La novità più importante introdotta dal D.Lgs. 231/01 nel sistema giuridico italiano è la “responsabilità amministrativa dipendente da reato” della persona giuridica per una serie di reati puntualmente indicati dalla normativa, quando questi sono commessi da una persona fisica operante all’interno della società con lo scopo di procurare un vantaggio o nell’interesse dell’ente medesimo. Alla responsabilità penale del soggetto, autore del reato, si affianca quella dell’ente che il legislatore considera, in senso omissivo o commissivo, partecipe della condotta delittuosa.

Attraverso il Modello di organizzazione, gestione e controllo (Modello 231), l’impresa predispone una sorta di codice comportamentale indirizzato ai propri funzionari e dipendenti al fine di scoraggiare la commissione dei reati previsti dal decreto. Si tratta di un programma d’azione dettagliato in cui l’azienda delinea le procedure, la modulistica, i processi, i sistemi informatici, un codice etico che, insieme, guidano i membri dell’ente nell’espletamento della loro attività in modo corretto e ossequioso della legge 231.

Ma la mera adozione del documento non è sufficiente di per sé a tutelare l’impresa dalla responsabilità amministrativa da reato. Infatti, in una delle recenti circolari emesse dalla Guardia di Finanza (n. 83607/2012), si specifica che la società deve dimostrare di aver operato concretamente per l’attuazione del contenuto del Modello 231, predisponendo una serie di controlli e di misure atte a prevenire la commissione d’illeciti tra i propri addetti e funzionari.
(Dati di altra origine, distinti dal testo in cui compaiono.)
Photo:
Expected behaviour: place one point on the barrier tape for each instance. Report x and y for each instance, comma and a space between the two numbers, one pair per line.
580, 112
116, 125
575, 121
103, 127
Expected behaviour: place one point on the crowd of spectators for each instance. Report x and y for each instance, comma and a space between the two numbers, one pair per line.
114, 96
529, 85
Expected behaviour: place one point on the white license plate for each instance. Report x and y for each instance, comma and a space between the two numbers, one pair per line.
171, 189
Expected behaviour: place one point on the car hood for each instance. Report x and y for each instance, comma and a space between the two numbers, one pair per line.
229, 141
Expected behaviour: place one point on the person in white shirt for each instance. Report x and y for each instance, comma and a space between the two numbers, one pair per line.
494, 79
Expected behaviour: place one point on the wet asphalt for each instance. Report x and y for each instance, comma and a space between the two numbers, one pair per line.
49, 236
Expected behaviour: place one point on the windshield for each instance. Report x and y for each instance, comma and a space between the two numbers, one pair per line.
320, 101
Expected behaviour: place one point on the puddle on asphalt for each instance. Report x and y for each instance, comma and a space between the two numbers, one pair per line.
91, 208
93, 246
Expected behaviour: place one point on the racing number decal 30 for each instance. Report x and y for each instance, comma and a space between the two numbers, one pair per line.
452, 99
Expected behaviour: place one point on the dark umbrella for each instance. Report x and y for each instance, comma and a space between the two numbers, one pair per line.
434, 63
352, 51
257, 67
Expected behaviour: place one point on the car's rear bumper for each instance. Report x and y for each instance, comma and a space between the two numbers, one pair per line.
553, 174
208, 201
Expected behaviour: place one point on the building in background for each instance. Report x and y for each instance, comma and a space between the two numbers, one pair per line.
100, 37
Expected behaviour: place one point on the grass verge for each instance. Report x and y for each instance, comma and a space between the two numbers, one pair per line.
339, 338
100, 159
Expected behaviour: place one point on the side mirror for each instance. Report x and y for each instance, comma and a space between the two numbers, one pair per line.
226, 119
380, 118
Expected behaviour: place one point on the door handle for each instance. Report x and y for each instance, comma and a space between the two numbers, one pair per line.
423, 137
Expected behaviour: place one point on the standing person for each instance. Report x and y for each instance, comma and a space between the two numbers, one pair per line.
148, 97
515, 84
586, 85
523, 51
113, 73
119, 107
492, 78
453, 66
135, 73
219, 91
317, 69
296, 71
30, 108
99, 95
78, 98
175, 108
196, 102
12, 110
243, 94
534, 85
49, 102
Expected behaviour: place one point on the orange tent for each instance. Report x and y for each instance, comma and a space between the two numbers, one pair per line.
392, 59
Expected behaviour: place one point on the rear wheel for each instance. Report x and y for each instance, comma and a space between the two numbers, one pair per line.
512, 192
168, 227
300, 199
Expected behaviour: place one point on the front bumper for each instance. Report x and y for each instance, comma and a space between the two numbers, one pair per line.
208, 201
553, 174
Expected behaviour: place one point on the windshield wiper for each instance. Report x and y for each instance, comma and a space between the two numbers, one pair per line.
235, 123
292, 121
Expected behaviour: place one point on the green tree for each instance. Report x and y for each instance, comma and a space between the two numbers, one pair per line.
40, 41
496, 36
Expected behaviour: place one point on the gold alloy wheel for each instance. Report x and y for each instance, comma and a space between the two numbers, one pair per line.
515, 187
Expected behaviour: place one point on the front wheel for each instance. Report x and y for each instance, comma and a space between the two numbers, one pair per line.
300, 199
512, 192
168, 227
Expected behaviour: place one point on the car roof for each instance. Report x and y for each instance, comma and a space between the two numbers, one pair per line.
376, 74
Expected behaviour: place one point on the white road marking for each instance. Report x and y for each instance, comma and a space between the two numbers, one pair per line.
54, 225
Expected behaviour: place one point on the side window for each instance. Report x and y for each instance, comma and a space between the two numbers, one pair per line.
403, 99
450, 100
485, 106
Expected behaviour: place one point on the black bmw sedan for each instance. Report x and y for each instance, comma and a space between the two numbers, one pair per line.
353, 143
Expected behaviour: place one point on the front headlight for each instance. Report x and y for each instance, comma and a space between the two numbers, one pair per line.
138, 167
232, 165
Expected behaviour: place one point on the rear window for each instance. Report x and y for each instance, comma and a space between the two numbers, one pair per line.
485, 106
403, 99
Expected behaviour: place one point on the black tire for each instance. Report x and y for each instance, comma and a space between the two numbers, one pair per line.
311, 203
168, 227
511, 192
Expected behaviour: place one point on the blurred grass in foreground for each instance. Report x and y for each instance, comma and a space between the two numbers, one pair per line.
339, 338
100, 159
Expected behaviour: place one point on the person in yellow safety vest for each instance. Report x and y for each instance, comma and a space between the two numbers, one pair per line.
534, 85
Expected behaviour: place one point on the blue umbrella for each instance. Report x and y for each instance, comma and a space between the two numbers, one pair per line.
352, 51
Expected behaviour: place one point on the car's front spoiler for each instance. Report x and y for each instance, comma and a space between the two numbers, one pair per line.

Si comprende bene che la sola predisposizione del Modello organizzativo non mette al riparo l’impresa, la quale è chiamata a rispondere dei reati di cui al Decreto 231 anche quando resta ignoto l’autore del fatto o questi non è imputabile.

Dalla lettera della predetta circolare emerge un’interpretazione estensiva della responsabilità individuata dal Decreto 231. L’azienda risponde, infatti, anche nel caso in cui non abbia opportunamente vigilato al fine di impedire la commissione dei reati previsti dalla norma (responsabilità di tipo omissivo). Solo nel momento in cui la società riesce a provare di aver attivato concretamente tutte le misure idonee e i controlli necessari allo scopo predetto, può vedersi esonerata dal rispondere del fatto delittuoso commesso. Questi meccanismi di esenzione trovano attuazione, poi, all’interno del contesto processuale, quando il giudice procede all’accertamento concreto delle responsabilità.

Di fatto la predisposizione del Modello organizzativo è solo il primo passo che la norma richiede all’azienda di fare sul cammino della prevenzione dei fatti di reato. Ad essa deve seguire necessariamente un’efficace applicazione di tutte le procedure previste dal Modello 231 a cui deve aggiungersi un aggiornamento costante del documento considerando le eventuali riforme legislative intervenute e le trasformazioni che nel frattempo possono subire le attività e la struttura dell’impresa. L’efficacia preventiva del Modello di gestione deve essere dimostrata mediante la sua attuazione concreta. Pertanto il contenuto del Modello di gestione adottato deve essere oggetto di un processo formativo all’interno dell’azienda in modo da essere chiaro a tutti gli addetti e ai funzionari. Infine l’ente deve attribuire ad un organismo preposto il compito di vigilare costantemente sull’operato dei soggetti aziendali. Si può quindi affermare che, nell’intento della legislazione vigente, l’esenzione di responsabilità dell’impresa si può configurare solo quando è dimostrato il suo impegno effettivo a prevenire la commissione dei reati previsti dalla normativa 231. Il legislatore non chiede all’azienda di eliminare il rischio di commissione di reati, ma di attivarsi per ridurlo fortemente.